The Singapore Exchange has warned that market activity in the near term could be affected by concerns over the global economy.

It reported on Tuesday that its net profit was little changed in the fourth quarter from a year earlier at S$79.5 million, although it did take a hit from the failed merger with the Australian Stock Exchange.

While earnings beat the market consensus, operating revenue dropped to S$160.6 million, as volumes declined.

The failed merger between ASX and SGX proved to be the main drag on full-year net profit. Although the deal collapsed, it still cost SGX some S$18 million in related fees.

Its bid to buy rival ASX for over S$10 billion was blocked by the Australian government earlier this year.

As speculation continues to swirl in the market over other potential mergers, SGX played down those rumours at its results briefing.

SGX CEO Magnus Bocker said: “We will continue, very clearly, on organic growth. We see so many opportunities in all our different business areas – whether be it in this stock exchange … business, derivatives business, or … the bond market, which I think is an untapped opportunity for the Singapore Exchange.”

For the full year, SGX posted a net profit of S$295 million, an 8 percent drop year-on-year. This was partly due to a weaker performance in its securities business.

Operating revenue rose by 3.3 percent to S$661 million.

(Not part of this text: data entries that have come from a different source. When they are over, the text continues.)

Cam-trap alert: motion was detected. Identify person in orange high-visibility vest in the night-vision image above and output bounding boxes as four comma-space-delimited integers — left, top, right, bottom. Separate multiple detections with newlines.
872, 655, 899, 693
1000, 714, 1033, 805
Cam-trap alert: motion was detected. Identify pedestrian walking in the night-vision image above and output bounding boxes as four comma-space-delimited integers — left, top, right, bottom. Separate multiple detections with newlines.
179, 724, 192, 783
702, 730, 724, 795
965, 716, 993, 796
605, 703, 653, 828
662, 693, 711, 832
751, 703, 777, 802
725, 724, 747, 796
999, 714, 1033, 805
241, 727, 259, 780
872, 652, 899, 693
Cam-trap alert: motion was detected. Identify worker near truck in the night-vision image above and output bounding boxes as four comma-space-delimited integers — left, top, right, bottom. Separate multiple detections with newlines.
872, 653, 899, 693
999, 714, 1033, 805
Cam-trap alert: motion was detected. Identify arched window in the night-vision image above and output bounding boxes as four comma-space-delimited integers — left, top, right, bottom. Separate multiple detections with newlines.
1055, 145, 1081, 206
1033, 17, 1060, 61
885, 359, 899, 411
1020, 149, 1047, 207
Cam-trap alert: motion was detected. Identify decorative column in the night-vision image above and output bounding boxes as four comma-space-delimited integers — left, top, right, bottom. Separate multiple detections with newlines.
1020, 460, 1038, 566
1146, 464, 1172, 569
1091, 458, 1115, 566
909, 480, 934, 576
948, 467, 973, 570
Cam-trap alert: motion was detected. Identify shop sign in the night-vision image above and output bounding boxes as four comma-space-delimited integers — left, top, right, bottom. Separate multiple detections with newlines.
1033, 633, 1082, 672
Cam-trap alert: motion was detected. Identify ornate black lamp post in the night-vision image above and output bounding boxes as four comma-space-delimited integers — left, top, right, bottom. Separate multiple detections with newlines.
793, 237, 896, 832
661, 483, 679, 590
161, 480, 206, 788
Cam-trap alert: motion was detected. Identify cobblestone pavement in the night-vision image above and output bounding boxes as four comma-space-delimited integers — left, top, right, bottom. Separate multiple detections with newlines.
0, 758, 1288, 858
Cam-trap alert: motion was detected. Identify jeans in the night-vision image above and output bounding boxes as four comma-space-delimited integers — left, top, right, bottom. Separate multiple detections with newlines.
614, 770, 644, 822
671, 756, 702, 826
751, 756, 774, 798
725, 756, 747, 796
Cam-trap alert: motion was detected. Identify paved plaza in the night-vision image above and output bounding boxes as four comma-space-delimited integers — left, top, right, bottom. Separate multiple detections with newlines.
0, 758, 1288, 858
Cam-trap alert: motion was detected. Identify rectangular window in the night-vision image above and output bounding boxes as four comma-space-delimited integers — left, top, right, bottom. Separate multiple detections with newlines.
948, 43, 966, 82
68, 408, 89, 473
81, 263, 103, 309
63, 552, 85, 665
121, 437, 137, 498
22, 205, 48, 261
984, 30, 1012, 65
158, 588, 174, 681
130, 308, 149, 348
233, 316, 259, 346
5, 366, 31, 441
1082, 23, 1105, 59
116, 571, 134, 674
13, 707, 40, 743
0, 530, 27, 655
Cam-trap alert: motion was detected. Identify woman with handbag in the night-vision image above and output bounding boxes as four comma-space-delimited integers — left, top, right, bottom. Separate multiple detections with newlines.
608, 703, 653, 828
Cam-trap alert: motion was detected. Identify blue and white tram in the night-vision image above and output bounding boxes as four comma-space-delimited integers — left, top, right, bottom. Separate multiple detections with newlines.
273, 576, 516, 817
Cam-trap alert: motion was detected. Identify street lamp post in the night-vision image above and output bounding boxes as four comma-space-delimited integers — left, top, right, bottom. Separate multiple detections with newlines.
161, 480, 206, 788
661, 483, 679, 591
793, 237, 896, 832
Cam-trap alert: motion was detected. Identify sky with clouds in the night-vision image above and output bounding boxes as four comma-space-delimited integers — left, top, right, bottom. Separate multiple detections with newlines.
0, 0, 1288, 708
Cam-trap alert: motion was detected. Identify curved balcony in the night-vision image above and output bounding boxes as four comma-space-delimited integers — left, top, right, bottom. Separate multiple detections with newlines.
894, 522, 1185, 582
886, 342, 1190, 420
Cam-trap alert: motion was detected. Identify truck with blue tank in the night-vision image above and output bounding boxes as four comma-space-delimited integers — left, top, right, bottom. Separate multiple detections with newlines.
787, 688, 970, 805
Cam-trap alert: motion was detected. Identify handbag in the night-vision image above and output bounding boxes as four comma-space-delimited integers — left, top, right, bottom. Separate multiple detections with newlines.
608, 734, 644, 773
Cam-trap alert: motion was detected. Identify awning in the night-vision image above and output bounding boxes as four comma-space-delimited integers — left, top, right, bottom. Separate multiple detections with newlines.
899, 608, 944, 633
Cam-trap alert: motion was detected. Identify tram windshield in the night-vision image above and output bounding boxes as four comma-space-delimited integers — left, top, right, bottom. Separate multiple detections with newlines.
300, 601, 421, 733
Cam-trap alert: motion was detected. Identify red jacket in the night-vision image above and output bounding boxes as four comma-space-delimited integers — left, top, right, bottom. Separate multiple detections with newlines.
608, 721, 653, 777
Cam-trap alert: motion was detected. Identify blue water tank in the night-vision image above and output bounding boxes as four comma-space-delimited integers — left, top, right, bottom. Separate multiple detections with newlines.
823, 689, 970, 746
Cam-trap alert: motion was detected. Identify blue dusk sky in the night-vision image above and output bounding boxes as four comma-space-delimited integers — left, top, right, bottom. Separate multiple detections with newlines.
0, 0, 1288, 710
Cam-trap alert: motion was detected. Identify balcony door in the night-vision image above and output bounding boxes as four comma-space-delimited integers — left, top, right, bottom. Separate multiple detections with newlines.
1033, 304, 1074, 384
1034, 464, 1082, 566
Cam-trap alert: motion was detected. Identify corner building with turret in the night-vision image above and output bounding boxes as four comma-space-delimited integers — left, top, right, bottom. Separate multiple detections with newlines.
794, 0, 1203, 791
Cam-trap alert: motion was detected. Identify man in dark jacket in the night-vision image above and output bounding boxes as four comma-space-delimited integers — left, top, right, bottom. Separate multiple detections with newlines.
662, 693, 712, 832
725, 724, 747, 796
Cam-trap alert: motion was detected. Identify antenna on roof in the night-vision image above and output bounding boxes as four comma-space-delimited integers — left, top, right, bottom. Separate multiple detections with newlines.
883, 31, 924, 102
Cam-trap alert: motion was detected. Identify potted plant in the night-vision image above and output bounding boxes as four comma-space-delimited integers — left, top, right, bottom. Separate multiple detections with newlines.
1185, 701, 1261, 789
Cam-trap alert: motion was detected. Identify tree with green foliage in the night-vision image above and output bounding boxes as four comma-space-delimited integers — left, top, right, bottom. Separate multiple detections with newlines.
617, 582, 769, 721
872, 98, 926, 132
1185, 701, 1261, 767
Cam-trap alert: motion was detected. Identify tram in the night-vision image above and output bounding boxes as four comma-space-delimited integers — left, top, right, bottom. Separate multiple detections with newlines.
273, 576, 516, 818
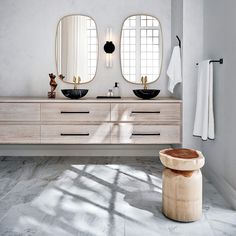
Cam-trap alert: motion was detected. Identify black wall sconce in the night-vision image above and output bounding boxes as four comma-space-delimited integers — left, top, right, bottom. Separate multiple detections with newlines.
104, 41, 115, 53
103, 28, 115, 67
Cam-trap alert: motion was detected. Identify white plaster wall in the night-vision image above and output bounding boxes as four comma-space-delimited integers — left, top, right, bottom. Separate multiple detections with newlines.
0, 0, 171, 156
202, 0, 236, 209
171, 0, 183, 99
0, 0, 171, 97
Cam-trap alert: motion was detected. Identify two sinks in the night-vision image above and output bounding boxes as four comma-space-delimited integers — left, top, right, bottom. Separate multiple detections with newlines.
61, 89, 88, 99
61, 89, 160, 99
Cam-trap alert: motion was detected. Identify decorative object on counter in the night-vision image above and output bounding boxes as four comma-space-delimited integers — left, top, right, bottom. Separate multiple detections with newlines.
58, 74, 65, 81
159, 148, 205, 222
107, 89, 113, 97
103, 28, 115, 67
96, 96, 121, 99
113, 82, 120, 97
48, 73, 57, 98
61, 76, 88, 99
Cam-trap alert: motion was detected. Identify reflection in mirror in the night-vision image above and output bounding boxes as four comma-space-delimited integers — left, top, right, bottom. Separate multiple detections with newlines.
120, 15, 162, 84
56, 15, 98, 83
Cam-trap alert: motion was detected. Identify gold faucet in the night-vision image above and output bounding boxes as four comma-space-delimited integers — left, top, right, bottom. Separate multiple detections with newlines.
73, 76, 81, 89
141, 76, 147, 90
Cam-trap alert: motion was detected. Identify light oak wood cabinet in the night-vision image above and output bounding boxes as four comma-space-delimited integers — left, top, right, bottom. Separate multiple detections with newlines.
0, 98, 181, 144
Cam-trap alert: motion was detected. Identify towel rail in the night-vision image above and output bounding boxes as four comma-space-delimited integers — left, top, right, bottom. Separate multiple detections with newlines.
196, 58, 224, 65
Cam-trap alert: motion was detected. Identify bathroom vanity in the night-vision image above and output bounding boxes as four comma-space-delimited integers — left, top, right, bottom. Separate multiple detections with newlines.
0, 97, 181, 144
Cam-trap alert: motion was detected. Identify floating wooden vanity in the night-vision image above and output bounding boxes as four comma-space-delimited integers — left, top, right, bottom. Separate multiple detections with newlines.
0, 97, 181, 144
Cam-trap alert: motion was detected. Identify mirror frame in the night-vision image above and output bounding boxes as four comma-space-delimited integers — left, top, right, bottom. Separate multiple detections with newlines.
120, 13, 164, 85
54, 14, 99, 84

SGX noted that it was a tough year for global markets. It said securities turnover velocity and trading activities declined across markets.

“We are pleased with our performance despite a difficult environment for markets globally.” said Mr Bocker.

He added that while SGX has a strong pipeline of IPOs, market conditions were not right for some of them yet.

Mr Kenneth Ng, executive director of CIMB Research, said: “The past few quarters have shown that this is an exchange investing ahead in the midst of tough times.

“There are now two main questions facing SGX. Firstly, when will market sentiment turn around, as it has been rather downcast lately, and secondly when will SGX’s initiatives start showing more tangible contributions towards revenue?”

SGX has proposed a final dividend of 15 cents per share, bringing full-year dividend to 27 cents per share, similar to last year. There was no special dividend, as some had expected.

Muthukrishnan Ramaswami, president and acting CFO of SGX, said: “In today’s context of a changing regulatory environment and the need for capital around the world, I think exchanges and clearing houses will be subject to changing requirements.

“I think … being a prudent clearing house and an exchange, we wouldn’t today be looking to do any one-off dividend.”

Going forward, the exchange is set to roll out its new trading engine, said to be the world’s fastest, on August 15. With the improved speed, it will be able to roll out new products and attract high frequency traders.